Secondly, since FLAC doesn’t compress the file sizes as well as MP3 (with the obvious quality tradeoffs), the overall space needed to store my music collection has grown tremendously. Instead of storing an entire album in roughly 80 megabytes of space, it now takes an average of 350 megabytes. That’s a large bite to swallow, but with the falling prices of high-capacity hard drives, it’s nothing nowadays. Considering the audio CD format stores around 700 megabytes, that’s not so bad.

I’ve been meaning to do this, because even with my bad ears I can still sometimes hear the strange audio artifacts of the MP3 compression — called “sizzle” in the industry — when I’m listening to my stuff. After I ripped my first disc and gave a listen, I was shocked at the quality difference. There were little pieces of the sound, stuff from the studio, or the audience, or quiet stuff put into the mix, that I never knew was there after listening to the MP3-encoded form for years.
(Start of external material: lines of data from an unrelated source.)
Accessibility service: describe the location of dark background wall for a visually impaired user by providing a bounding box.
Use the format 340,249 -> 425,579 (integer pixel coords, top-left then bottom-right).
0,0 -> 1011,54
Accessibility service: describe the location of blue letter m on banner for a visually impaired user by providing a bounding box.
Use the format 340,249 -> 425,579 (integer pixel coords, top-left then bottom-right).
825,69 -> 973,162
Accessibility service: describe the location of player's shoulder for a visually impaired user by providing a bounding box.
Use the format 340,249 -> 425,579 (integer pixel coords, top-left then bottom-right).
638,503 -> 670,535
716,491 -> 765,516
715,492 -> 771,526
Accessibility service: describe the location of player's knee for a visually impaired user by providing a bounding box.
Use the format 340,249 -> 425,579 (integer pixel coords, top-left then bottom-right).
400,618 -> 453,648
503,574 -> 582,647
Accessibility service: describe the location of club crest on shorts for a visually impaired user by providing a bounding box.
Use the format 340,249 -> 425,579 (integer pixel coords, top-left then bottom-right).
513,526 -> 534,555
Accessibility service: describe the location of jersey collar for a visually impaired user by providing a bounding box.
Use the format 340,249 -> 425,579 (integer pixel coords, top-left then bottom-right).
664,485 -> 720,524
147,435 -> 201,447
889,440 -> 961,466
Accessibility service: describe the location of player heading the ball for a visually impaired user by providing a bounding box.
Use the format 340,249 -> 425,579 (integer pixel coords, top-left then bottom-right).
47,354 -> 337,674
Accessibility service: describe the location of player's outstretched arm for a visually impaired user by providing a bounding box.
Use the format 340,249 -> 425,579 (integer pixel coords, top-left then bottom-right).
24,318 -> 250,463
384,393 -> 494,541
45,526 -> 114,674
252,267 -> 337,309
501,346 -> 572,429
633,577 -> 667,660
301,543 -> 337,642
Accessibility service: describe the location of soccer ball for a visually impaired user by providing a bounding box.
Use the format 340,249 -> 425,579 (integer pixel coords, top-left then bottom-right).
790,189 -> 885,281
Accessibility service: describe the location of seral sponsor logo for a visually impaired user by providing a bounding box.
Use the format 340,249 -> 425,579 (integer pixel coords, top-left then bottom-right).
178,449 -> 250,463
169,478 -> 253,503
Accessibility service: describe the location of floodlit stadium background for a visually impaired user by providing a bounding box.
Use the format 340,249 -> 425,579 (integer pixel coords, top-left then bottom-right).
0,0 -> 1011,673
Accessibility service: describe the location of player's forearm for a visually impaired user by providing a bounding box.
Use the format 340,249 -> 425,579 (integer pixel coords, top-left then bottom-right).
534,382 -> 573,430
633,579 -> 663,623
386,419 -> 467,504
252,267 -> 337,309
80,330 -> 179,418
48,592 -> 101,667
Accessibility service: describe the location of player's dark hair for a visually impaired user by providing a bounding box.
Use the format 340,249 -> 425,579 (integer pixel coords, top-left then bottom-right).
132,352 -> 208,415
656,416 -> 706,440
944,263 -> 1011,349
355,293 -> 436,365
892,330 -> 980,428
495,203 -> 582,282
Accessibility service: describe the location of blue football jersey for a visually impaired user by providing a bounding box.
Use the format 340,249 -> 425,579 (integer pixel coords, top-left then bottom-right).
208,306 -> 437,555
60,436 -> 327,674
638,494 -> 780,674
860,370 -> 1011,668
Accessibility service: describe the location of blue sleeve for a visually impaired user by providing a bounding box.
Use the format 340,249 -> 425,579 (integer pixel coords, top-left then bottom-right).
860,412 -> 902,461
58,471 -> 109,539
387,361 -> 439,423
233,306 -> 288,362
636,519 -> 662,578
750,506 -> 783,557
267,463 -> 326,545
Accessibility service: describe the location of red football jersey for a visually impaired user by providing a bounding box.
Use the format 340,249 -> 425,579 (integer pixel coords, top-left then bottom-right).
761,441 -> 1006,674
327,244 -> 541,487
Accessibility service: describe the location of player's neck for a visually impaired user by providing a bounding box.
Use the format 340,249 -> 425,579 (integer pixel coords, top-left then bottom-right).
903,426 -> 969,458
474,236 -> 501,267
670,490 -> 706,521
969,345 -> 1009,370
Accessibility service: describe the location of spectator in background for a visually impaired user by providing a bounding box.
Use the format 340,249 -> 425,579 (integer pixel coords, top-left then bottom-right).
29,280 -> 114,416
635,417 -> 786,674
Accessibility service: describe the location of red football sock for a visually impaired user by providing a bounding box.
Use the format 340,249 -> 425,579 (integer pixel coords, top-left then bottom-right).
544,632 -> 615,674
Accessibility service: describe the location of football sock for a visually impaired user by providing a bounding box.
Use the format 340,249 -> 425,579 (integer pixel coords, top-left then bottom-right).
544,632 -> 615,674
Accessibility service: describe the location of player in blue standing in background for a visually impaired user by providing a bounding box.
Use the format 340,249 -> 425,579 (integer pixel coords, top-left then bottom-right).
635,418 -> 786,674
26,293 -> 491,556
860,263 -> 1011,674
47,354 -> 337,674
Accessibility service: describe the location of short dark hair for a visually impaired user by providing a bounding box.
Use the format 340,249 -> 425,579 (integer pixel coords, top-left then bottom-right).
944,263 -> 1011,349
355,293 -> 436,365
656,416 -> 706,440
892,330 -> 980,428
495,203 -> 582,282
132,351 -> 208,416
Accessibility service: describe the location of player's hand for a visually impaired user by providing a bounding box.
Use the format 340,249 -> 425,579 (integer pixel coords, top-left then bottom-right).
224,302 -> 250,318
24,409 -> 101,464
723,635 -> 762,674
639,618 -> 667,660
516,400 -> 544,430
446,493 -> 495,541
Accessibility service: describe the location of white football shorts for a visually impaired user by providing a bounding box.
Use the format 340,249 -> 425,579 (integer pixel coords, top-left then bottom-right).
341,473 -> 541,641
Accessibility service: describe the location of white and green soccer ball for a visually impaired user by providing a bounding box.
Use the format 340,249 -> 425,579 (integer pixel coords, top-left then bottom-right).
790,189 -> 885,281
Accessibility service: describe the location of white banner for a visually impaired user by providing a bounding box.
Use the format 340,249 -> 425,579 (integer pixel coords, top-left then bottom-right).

The sound came out of my speakers; FLAC saves the exact same stereo phasing that’s mixed into the CD in the final file, and no amount of MP3 bitrate is going to capture that level of nuance. I’m shocked.

So last weekend, I bought a 1 Terabyte hard disk (that’s roughly 1,000,000 Megabytes), installed it, and started ripping the CDs on my shelf. Within two days, I had the shelf of CDs I’ve acquired since 2007; about 60 discs total. And then I cracked open the 120-pound crate of CDs that I’ve collected since my first disc in 1991. These were packed up at my last place, and I’ve just now gotten around to digging them out. I’m about 1/8th of the way through my entire collection, so I expect this to take a while.

When it’s all said and done, my hope is that I will never have to break out a CD again to get quality audio. The end FLAC files can be used as perfect copies to produce any sort of MP3, OGG, or next-generation compressed audio file for ease of portability. Any other use (like for listening at home), I can rely on the FLAC.